Les scientifiques construisent un petit modèle connecté de l’intestin, du foie et des tissus adipeux afin de découvrir de nouveaux traitements contre une maladie qui touche une personne sur cinq au Royaume-Uni.
Le professeur Jaswinder Sethi examine un microscope dans les laboratoires de l’Université de Southampton.
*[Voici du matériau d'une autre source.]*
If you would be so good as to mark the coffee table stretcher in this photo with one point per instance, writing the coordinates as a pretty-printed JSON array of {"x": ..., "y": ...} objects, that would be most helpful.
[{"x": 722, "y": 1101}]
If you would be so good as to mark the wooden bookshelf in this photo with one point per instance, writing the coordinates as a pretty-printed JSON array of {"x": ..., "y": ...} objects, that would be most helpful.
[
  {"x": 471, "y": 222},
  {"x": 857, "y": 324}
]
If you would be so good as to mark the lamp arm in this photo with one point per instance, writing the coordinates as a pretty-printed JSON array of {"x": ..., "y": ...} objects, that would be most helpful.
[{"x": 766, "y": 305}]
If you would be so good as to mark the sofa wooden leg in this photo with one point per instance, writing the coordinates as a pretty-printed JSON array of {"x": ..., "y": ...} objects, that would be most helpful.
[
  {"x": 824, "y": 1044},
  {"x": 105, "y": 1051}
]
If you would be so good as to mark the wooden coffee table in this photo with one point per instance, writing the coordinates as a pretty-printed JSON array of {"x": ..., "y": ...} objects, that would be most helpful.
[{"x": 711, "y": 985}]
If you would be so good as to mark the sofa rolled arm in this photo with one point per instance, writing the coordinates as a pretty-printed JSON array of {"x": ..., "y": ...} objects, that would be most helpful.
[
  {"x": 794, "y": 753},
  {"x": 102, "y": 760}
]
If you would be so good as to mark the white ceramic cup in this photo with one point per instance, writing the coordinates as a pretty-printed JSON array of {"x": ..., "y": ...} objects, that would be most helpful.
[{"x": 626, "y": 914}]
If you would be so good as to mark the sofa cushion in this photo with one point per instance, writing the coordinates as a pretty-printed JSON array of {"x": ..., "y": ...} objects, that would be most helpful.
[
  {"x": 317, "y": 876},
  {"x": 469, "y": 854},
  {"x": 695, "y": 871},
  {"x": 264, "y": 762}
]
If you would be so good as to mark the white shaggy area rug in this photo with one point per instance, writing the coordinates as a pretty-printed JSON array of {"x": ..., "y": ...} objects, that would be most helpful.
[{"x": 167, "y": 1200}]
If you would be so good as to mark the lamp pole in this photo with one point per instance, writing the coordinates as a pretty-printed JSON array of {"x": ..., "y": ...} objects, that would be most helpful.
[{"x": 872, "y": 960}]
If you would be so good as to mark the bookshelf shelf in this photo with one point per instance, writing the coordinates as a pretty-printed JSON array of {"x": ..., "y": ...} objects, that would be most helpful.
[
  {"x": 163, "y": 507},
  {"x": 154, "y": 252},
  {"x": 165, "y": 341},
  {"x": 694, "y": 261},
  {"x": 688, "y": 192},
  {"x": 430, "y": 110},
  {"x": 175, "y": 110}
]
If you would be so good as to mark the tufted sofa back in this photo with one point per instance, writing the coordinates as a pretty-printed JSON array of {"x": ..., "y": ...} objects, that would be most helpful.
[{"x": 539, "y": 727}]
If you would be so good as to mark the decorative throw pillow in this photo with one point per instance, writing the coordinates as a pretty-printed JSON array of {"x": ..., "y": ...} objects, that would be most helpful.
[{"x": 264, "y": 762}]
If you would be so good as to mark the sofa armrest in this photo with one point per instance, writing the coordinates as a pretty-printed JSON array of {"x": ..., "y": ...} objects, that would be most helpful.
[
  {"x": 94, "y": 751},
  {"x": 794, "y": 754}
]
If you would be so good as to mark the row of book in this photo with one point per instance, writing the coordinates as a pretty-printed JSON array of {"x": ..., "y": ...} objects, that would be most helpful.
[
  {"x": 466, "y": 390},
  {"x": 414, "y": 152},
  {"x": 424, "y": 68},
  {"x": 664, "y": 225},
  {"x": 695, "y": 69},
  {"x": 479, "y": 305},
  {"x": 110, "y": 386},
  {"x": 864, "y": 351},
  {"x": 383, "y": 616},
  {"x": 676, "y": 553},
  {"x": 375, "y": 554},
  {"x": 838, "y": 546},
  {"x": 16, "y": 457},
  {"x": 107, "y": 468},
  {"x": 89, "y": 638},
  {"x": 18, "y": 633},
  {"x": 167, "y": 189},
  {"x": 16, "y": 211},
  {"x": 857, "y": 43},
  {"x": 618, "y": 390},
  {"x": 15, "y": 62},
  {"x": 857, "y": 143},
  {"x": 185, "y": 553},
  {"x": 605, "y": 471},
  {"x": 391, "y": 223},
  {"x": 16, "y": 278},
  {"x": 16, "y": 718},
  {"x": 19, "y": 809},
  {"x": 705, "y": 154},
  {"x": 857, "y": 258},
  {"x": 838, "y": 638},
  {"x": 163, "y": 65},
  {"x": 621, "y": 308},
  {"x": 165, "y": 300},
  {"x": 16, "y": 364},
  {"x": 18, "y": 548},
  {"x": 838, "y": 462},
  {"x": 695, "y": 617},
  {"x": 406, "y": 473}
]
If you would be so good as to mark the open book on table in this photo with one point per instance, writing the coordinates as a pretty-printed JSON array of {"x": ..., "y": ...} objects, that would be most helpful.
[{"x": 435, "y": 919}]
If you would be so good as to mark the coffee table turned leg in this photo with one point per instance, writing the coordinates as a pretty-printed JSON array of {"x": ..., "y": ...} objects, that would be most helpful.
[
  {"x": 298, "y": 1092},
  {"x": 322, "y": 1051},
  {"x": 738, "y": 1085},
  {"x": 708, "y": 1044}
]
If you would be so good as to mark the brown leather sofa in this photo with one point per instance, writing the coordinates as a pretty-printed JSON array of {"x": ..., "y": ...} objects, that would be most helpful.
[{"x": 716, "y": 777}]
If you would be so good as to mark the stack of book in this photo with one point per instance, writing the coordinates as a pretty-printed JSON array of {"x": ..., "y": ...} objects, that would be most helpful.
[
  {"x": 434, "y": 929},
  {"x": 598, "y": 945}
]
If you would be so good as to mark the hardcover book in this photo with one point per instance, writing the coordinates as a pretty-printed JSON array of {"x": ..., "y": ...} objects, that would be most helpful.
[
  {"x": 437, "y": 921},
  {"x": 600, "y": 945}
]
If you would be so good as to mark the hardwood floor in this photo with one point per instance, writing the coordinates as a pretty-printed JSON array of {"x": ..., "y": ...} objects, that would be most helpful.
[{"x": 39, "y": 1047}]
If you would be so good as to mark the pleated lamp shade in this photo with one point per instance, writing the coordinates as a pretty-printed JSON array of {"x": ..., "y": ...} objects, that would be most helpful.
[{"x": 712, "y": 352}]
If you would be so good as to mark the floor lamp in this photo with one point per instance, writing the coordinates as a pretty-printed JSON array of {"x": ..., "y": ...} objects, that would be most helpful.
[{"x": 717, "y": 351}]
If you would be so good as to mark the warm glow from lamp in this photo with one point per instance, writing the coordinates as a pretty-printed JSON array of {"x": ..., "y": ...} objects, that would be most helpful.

Crédit image : Université de Southampton
Il fait partie d’un nouveau projet de plusieurs millions de livres co-dirigé par un expert en maladies métaboliques de l’Université de Southampton.
L’initiative vise à lutter contre la maladie hépatique stéatosique associée au dysfonctionnement métabolique, ou MASLD, une forme de stéatose hépatique.
Co-responsable Professeur Jaswinder Sethi de Southampton, a déclaré que cette maladie constitue un problème de santé en croissance rapide, motivé par des taux croissants d’obésité qui pourraient affecter des millions de personnes à travers le pays.
Elle a ajouté : « Notre travail ici à l’Université est crucial pour comprendre comment la graisse corporelle contribue à la progression de cette maladie. Je suis ravie de travailler sur ce projet et d’apporter mon expertise en biologie du tissu adipeux et en immunométabolisme. »
Le nouveau projet impliquant le professeur Sethi, connu sous le nom de MIMIC, est dirigé conjointement par les universités de Nottingham, Southampton, Édimbourg et Harvard.
Grâce à la technologie des organes sur puce, des modèles de l’intestin, du foie et des tissus adipeux seront construits pour simuler la fonction des organes humains.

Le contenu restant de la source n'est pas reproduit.